Status quo and decision avoidance have become the principal outcome of most committees; research has shown that an average of five people are involved in the decision-making process—particularly those that require agreement about change or procurement. The friction created by such unnecessary complexity is akin to that generated by corruption—both exact a tremendous price for individuals, businesses and societies, yet with so many people guilty of being accessories to complexity and friction, we are collectively deincentivized to devote the energy and resources required to move toward more efficient systems.
Some forms of lending and insurance that are intended to catalyze trade and investment flows end up contributing to what often become the most complex and time-consuming transactions in financial markets. For example, project finance transactions typically add unnecessary “drag” to what should be a streamlined process. As a result, a significant percentage of global trade and investment skew to larger firms that can afford to throw an army of lawyers, analysts and advisors at a transaction, adding many months and millions of dollars to the process. The average project finance transaction can take more than a year to complete, involve dozens of underwriters, lenders, lawyers and advisors, and require endless phone calls, meetings and document revisions—all sources of friction that greatly contribute to inflated prices, high opportunity costs and unnecessary complexity.
The time, effort and cost required to accommodate all these parties putting their thumbprint on agreements and ensuring that every conceivable contingency is accounted for can be an insidious source of friction. While intending to “de-risk” a deal, it ends up costing consumers much more than they would otherwise need to pay because of sunk costs, while scaring away would-be trade or investment partners in the process. If a single representative from each organization were simply assigned to each task, and a hard deadline was attached to the process (along with a monetary penalty for failing to comply), the time required to reach financial closure could surely be reduced by months, saving millions of dollars.

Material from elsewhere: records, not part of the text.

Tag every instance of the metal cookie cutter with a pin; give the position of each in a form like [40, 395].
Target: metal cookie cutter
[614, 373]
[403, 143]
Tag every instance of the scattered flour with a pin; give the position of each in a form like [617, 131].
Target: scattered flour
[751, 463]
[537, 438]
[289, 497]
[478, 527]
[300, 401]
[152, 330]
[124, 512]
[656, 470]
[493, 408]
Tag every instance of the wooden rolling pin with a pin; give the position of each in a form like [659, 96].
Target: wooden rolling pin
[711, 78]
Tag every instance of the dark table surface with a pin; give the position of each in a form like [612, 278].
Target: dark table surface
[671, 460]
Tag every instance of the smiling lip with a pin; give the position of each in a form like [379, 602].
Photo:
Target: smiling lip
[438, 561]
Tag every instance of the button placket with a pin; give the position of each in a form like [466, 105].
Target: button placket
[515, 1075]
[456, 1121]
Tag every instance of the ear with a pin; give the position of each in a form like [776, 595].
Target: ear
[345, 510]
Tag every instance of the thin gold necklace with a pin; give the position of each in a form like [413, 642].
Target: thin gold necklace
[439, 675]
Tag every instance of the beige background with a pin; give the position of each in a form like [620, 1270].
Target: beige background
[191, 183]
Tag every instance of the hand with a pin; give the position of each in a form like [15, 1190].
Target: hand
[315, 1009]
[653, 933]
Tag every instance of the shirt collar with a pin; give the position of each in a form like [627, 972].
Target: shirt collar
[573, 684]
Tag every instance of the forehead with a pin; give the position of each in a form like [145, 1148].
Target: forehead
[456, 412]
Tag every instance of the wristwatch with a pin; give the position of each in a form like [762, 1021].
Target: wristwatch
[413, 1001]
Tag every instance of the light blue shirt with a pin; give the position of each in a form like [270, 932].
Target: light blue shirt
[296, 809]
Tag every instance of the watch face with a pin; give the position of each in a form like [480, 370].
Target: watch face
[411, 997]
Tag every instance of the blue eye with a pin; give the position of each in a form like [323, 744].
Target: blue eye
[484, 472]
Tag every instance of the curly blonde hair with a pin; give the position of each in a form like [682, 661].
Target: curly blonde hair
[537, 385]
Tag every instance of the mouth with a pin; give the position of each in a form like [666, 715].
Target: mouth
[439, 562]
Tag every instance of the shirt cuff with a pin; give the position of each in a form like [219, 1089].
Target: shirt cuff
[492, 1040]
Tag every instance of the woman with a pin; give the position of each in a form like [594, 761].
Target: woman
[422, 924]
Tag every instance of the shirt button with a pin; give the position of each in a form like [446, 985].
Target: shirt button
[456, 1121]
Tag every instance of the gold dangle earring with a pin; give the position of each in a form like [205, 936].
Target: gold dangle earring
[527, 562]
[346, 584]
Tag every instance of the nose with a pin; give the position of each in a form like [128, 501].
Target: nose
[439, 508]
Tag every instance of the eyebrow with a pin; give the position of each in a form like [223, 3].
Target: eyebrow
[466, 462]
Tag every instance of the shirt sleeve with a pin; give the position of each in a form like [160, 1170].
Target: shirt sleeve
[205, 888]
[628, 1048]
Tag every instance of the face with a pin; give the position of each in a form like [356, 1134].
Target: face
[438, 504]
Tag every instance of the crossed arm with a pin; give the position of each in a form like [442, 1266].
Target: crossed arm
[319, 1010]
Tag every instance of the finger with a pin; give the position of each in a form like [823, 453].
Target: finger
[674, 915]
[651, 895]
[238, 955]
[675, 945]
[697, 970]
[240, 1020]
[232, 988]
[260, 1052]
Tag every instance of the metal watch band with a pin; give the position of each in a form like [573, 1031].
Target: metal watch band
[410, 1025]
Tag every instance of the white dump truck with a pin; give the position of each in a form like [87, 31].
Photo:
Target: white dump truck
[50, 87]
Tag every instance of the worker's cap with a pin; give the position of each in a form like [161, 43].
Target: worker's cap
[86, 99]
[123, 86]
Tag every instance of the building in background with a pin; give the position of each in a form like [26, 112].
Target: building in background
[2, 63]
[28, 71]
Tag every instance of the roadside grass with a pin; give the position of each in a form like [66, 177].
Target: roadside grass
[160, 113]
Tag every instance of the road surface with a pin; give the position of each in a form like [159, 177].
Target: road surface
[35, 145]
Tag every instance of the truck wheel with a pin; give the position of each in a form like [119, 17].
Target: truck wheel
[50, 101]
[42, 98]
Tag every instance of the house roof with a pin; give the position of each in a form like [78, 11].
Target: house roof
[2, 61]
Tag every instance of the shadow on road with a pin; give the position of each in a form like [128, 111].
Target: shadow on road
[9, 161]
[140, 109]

Another area where friction and complexity exact a heavy toll on economic growth is in B2B sales. On one end, legions of sales professionals armed with the latest sales tactics promote their products and services. Being prodded by a pervasive penalty-driven management culture, sales incentives are most often geared toward maximizing short term results, ignoring longer-term risks, and deemphasizing the development of solutions that genuinely add value to buyers. On the demand side of the equation is the “valley of decision avoidance,” where those five decision-making purchase committee members are reluctant to drive change, despite implied economic and other advantages. While in the end, transactions are completed in this environment, the time, economic drag and complexity added to the business cycle is detrimental to economic growth and the velocity of trade and investment, which has the pernicious effect of dampening hiring, generating inventory and eroding general economic confidence.
Companies that do not buy from each other—or trade and invest with the rest of the world—are as detrimental to global growth as firms that take months to enact a purchase decision in their home markets. Red tape, bureaucracy and decision avoidance are the advanced economies’ counterpart to the corruption, bribery and fraud that plague many developing and emerging markets. But they can be defeated with nimbler decision-making, efficient processes and the will to overcome risk-aversion.
Since we are deincentivized to implement fundamental reforms that would change organizational motives to unclog the insidious obstacles to efficiency, change must be fostered from the bottom up. The vast size, geographic spread and multiple organizational layers of giant “pace-setter” firms are all too often originating sources of complexity and friction. These same firms increasingly fall prey to what are, in their essence, avoidable risks that result in strategic disruption, particularly as new business models emerge that exploit their inability to move with agility.
Similarly, overly burdensome regulatory standards that are meant to control risk contribute to this process, often producing arbitrage opportunities in how capital, taxation and data flows in the global economy. Moving away from complexity and friction must begin with an acknowledgement of the adverse effects and relationship between these forces. Only then can we begin to embrace simplicity and reduce friction on the path to economic growth.